KÁRAHNJÚKAR: Colder Than Portugal and a Long Way From China

Published February 11, 2005

KÁRAHNJÚKAR: Colder Than Portugal and a Long Way From China

One Fatality So Far
One important issue revolves around safety issues in general and training qualifications of foreigners working at the site. All workers at power plant sites must work to a standard agreement, part of which states that the workers must have qualifications approved by the Icelandic authorities. Impregilo is unwilling to comply with these rules, instead saying that most of their overseas workers are highly experienced and that long experience makes up for lack of formal qualifications.
And there was a fatal accident at Kárahnjúkar last March.

Sleeping Rough
Accommodation provided by Impregilo for its workers was substandard for a long time. Two people shared a small room, there was no communal area, and the cafeteria was too small, both as far as kitchen staff and Kárahnjúkar workers were concerned. Conditions have now improved, but some of the new buildings are still prone to frost and leakage. Even the new dining area, which was heralded at the time as a vast improvement, was criticized at a recent site visit by Impregilo executives from Italy.
While it was still in the planning stage, in a time of increasing unemployment, the authorities promised that dam construction would provide jobs for Icelanders. And, although Impregilo said they would employ some of their previous employees who had experience of working on dam sites, the Icelandic government promised the Confederation of Icelandic Labour that the ratio of Icelanders to foreigners would be approximately 80:20.

A Long Way from China…
This, however, is not the case. Impregilo itself now employs only about 100 Icelanders out of 1100 employees. Impregilo says that Icelanders do not want to work there and the turnover is very high, but one reason for this could be that much higher salaries are paid for similar work elsewhere. Other European workers do not stay long either, so Impregilo are now resorting to bringing in workers from outside the EU, primarily China, much to the anger of the Icelandic trade union movement. Because they receive a much higher salary than they would do back in China, and because they would have to pay the prohibitive cost of a flight back to China themselves if they decided to leave before the end of the 5.5 month contract, Chinese workers are more likely to stay.

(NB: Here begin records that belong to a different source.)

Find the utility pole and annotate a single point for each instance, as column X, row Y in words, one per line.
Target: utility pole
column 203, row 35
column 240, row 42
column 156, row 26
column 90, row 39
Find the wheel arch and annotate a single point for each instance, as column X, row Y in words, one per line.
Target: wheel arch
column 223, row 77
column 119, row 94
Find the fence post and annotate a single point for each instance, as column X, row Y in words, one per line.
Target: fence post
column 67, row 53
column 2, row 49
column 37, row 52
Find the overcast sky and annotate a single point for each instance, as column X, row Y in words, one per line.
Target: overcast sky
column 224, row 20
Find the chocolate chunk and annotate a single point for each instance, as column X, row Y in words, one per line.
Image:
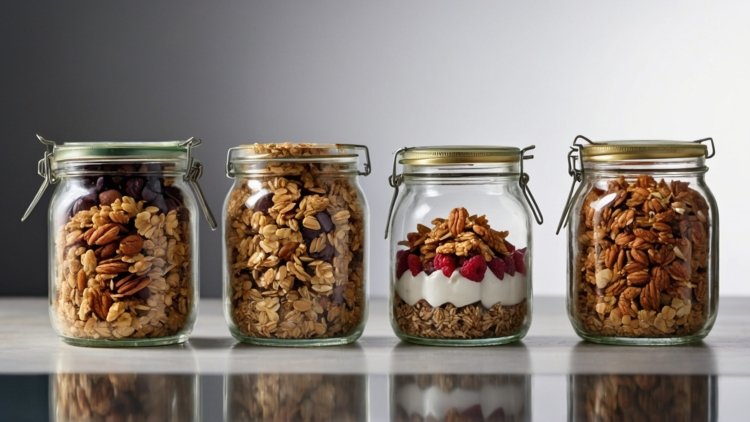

…And Somewhat Colder than Portugal
Approximately 150 Portuguese employees also work on the site, recruited through an employment agency in Portugal subcontracted by Impregilo. These employees at one point were stuffing newspaper in their shoes because they had not been provided with adequate footwear. Allegations are now afoot that the Portuguese receive lower wages, as Impregilo has not been deducting the full amount of tax from their salaries because the Portuguese have to pay tax back in Portugal.
Landsvirkjun has also contracted out some of the work to a few other Icelandic companies, one of which, Arnarfell, employs virtually only Icelanders while Fossverk employs 20 foreigners out of a total staff of 110. Neither Arnarfell nor Fossverk have difficulty recruiting and keeping workers, which perhaps says something about Impregilo.